All of lore.kernel.org
 help / color / mirror / Atom feed
From: Jesper Dangaard Brouer <brouer@redhat.com>
To: John Fastabend <john.fastabend@gmail.com>
Cc: netdev@vger.kernel.org, jakub.kicinski@netronome.com,
	"Michael S. Tsirkin" <mst@redhat.com>,
	pavel.odintsov@gmail.com, Jason Wang <jasowang@redhat.com>,
	mchan@broadcom.com, peter.waskiewicz.jr@intel.com,
	Daniel Borkmann <borkmann@iogearbox.net>,
	Alexei Starovoitov <alexei.starovoitov@gmail.com>,
	Andy Gospodarek <andy@greyhouse.net>,
	brouer@redhat.com
Subject: Re: [net-next V6 PATCH 0/5] New bpf cpumap type for XDP_REDIRECT
Date: Wed, 11 Oct 2017 10:06:08 +0200	[thread overview]

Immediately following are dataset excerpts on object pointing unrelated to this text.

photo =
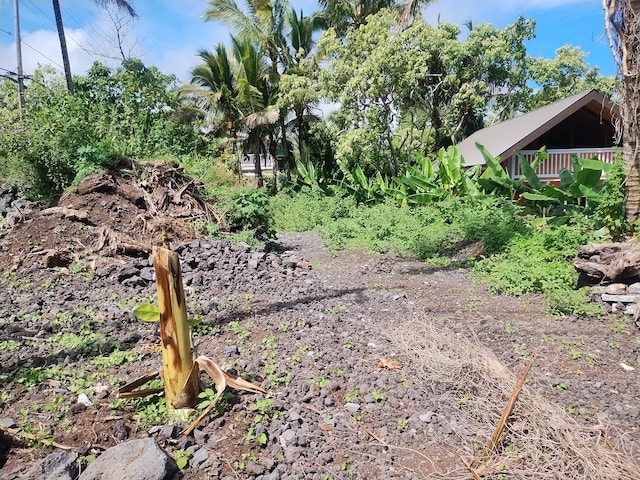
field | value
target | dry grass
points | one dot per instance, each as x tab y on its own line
540	439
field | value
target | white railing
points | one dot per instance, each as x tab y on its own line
248	166
557	160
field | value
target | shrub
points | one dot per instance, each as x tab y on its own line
247	209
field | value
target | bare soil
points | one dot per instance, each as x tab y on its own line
320	337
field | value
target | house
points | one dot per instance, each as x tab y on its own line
581	125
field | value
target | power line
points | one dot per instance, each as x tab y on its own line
47	21
40	53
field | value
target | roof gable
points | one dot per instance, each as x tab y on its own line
505	138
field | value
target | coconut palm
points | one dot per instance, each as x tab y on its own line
122	4
299	95
231	88
213	91
262	22
622	21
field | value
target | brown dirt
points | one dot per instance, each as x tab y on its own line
373	298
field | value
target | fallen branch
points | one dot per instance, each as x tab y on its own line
497	434
366	430
35	438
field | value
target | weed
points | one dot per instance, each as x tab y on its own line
240	331
250	437
401	424
520	348
322	382
116	358
378	397
619	327
182	458
352	395
547	338
575	411
9	346
337	310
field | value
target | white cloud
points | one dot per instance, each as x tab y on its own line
43	47
496	12
180	62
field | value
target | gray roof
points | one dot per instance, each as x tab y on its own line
505	138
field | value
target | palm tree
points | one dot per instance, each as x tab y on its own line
303	99
122	4
263	22
622	21
213	91
231	87
344	15
256	95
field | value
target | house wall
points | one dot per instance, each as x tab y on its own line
583	129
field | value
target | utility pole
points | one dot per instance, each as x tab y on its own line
16	18
63	46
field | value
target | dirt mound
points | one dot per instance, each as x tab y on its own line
107	214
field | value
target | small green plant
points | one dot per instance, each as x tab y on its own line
378	397
241	331
9	346
513	449
520	348
401	424
619	327
352	395
182	458
571	410
251	437
322	382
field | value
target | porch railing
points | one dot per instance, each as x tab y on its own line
557	160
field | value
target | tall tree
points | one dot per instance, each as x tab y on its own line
345	15
232	87
299	92
213	91
263	22
622	21
122	4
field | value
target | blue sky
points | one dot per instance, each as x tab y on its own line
169	33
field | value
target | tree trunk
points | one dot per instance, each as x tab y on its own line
285	148
179	369
254	147
622	23
63	46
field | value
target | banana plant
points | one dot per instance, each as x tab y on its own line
576	185
180	366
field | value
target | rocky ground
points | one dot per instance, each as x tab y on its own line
375	366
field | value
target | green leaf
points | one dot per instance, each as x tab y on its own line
537	197
528	172
147	312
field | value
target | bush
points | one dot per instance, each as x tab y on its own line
247	209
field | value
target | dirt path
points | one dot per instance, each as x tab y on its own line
348	347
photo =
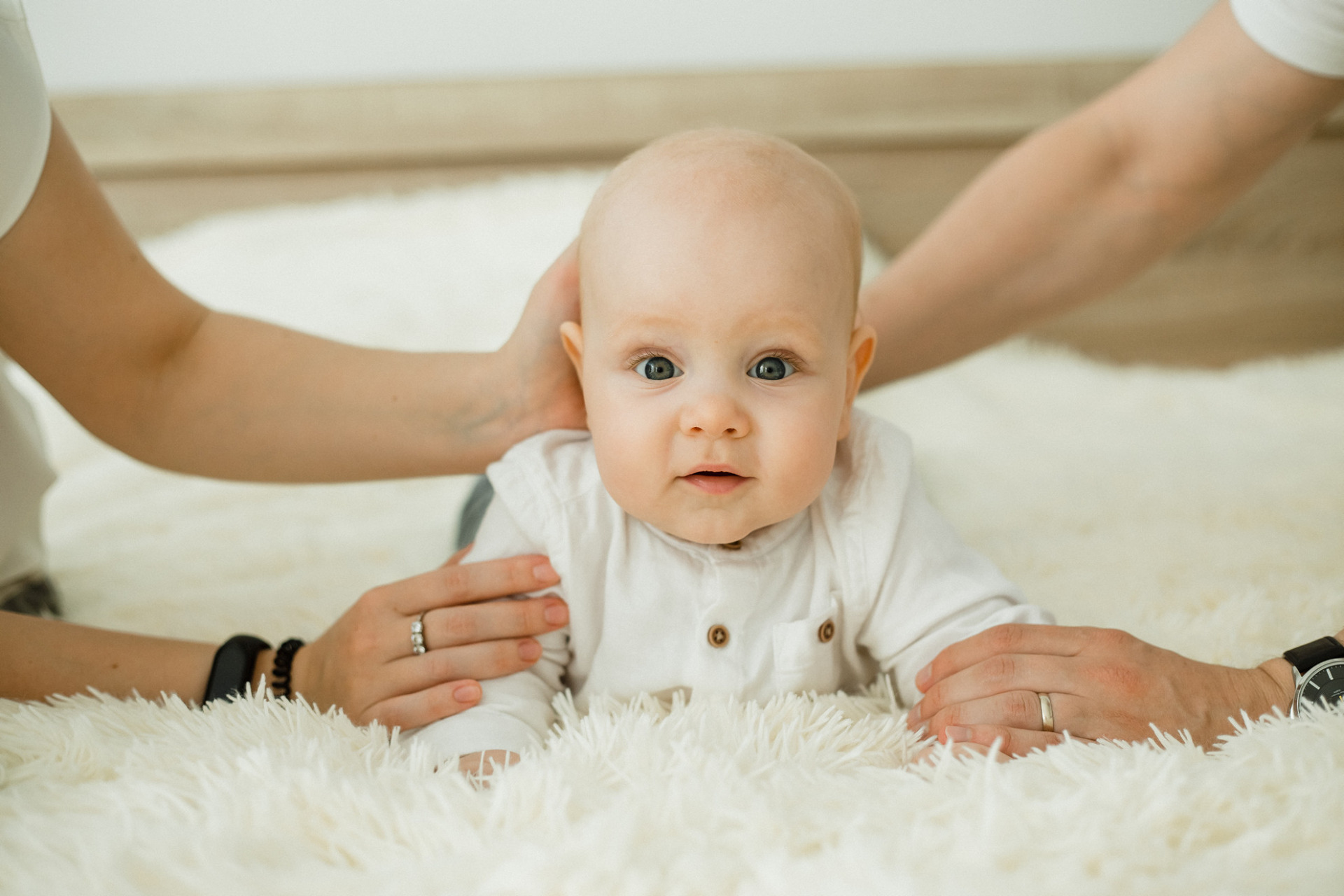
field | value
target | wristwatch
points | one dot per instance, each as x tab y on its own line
1317	672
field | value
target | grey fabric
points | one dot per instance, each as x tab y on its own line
470	523
31	596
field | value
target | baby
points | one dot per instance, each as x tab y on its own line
729	524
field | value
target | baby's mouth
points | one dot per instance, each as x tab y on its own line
715	481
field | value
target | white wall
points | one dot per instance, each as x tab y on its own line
89	46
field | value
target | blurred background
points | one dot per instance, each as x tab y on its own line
188	108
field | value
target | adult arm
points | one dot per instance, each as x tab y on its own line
1101	682
175	384
362	664
1085	204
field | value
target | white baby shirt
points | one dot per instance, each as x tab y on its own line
867	580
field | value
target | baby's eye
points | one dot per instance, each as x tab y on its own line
772	368
657	368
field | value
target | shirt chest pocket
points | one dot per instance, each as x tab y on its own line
806	653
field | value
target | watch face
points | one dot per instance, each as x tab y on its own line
1324	684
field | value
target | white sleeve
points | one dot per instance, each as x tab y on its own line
934	590
515	711
1306	34
24	115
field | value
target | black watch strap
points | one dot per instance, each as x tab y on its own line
234	664
1312	654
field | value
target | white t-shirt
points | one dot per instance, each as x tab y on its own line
867	580
24	133
1307	34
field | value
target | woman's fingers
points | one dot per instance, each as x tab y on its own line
483	660
495	621
422	707
470	583
1009	638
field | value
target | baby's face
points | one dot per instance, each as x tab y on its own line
720	359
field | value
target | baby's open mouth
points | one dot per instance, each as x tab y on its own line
715	481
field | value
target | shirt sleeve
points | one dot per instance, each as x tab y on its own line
24	115
1306	34
932	587
515	711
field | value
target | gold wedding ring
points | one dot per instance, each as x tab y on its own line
419	636
1047	713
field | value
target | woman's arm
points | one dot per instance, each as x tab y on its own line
363	664
169	382
1085	204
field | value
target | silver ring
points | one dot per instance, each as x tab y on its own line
419	636
1047	713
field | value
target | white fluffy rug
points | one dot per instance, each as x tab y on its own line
1202	511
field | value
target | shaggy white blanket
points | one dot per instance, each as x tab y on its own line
1200	511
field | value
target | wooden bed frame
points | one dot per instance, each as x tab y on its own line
1266	279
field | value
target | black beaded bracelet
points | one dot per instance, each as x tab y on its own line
283	666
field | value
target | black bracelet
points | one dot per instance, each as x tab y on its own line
234	663
283	666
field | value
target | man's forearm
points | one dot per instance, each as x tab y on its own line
1085	204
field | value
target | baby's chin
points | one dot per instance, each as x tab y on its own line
710	528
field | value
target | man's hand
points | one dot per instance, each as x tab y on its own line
1101	684
365	664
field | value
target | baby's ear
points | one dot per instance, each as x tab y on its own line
862	346
571	335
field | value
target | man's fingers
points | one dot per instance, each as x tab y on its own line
470	582
1014	742
996	676
422	707
493	621
1015	710
484	660
1007	638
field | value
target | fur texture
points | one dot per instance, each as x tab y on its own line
1203	511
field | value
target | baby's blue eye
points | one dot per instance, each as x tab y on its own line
772	368
657	368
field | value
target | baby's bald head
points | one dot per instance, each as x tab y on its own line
721	183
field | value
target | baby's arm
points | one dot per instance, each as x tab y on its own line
515	711
934	592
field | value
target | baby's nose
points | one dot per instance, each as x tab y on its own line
715	415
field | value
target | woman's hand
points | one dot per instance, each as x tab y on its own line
542	387
363	664
1101	684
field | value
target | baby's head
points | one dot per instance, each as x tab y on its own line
718	351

Message-ID: <20171011100608.48bc1c86@redhat.com> (raw)
In-Reply-To: <a430c181-aa56-61a7-fc59-9b135bbb262b@gmail.com>

On Tue, 10 Oct 2017 23:10:39 -0700
John Fastabend <john.fastabend@gmail.com> wrote:

> On 10/10/2017 05:47 AM, Jesper Dangaard Brouer wrote:
> > Introducing a new way to redirect XDP frames.  Notice how no driver
> > changes are necessary given the design of XDP_REDIRECT.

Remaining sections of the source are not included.